1. Introduction to sed (Stream Editor)
sed is a powerful utility for parsing and transforming text. It's particularly useful for batch editing files.
Basic sed Usage:
sed 's/old_text/new_text/' file.txt # Replace first occurrence in each line
sed 's/old_text/new_text/g' file.txt # Replace all occurrences
sed -i 's/old_text/new_text/g' file.txt # Edit file in-place
Advanced sed Techniques:
- Using address ranges:
sed '2,5d' file.txt # Delete lines 2 through 5
- Multiple editing commands:
sed -e 's/foo/bar/g' -e 's/baz/qux/g' file.txt
- Using regular expressions:
sed 's/[0-9]\{3\}-[0-9]\{2\}-[0-9]\{4\}/XXX-XX-XXXX/g' file.txt # Mask SSN
2. Deep Dive into awk
awk is a versatile programming language designed for text processing and typically used as a data extraction and reporting tool.
Basic awk Usage:
awk '{print $1}' file.txt # Print first field of each line
awk -F: '{print $1}' /etc/passwd # Use colon as field separator
Advanced awk Techniques:
- Using conditions:
awk '$3 > 100 {print $1, $3}' data.txt # Print fields 1 and 3 if field 3 > 100
- Built-in variables:
awk '{sum += $1} END {print "Average:", sum/NR}' numbers.txt # Calculate average
- Using functions:
awk 'function max(a,b){return (a>b)?a:b} {current = max($1, $2); print $0, current}' data.txt
3. Combining sed and awk
sed and awk can be combined in powerful ways using pipes:
sed 's/,/ /g' data.csv | awk '{sum += $2} END {print "Total:", sum}'
This command replaces commas with spaces in a CSV file, then sums the values in the second column.
4. Real-world Examples
Example 1: Log File Analysis
awk '$9 == 404 {print $7}' access.log | sort | uniq -c | sort -rn | head -10
This command finds the top 10 URLs resulting in 404 errors from an Apache access log.
Example 2: Data Cleaning
sed 's/^[ \t]*//' data.txt | sed 's/[ \t]*$//' | sed '/^$/d' | awk '!seen[$0]++'
This series of commands trims leading and trailing whitespace, removes empty lines, and eliminates duplicates.

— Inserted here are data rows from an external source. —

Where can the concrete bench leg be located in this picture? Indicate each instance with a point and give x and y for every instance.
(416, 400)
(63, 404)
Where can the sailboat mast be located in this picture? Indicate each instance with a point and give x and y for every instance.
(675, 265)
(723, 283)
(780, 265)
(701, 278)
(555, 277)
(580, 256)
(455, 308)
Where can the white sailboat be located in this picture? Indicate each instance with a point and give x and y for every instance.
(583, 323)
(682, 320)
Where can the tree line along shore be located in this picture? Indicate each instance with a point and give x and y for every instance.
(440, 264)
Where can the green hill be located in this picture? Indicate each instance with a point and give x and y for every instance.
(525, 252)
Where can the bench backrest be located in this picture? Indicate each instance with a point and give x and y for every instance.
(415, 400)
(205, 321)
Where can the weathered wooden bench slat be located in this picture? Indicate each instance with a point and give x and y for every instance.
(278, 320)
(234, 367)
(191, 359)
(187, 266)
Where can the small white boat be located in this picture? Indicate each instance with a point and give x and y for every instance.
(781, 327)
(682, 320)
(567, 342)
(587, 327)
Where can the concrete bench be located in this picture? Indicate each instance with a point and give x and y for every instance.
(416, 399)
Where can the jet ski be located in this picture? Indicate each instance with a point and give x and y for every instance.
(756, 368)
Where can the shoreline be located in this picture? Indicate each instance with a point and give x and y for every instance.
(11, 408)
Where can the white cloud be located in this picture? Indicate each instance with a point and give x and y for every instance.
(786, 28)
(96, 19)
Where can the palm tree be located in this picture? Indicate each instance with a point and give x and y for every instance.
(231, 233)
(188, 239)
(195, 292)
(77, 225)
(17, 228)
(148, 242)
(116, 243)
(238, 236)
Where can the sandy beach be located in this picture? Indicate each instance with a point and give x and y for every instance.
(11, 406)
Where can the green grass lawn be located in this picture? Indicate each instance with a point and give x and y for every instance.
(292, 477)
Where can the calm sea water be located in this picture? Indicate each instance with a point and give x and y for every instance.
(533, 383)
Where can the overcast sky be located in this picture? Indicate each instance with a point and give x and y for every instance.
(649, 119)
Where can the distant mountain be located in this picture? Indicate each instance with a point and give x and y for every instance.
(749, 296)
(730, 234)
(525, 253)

Example 3: CSV to JSON Conversion
awk -F, 'BEGIN {print "["} {printf " {\"name\": \"%s\", \"age\": %d, \"city\": \"%s\"}%s\n", $1, $2, $3, (NR==NR ? "" : ",")} END {print "]"}' data.csv
This awk script converts a simple CSV file to JSON format.
Tip:
When working with complex sed or awk commands, it's often helpful to build them up incrementally and test each part separately. Use echo or cat to pipe test data into your commands for quick iterations.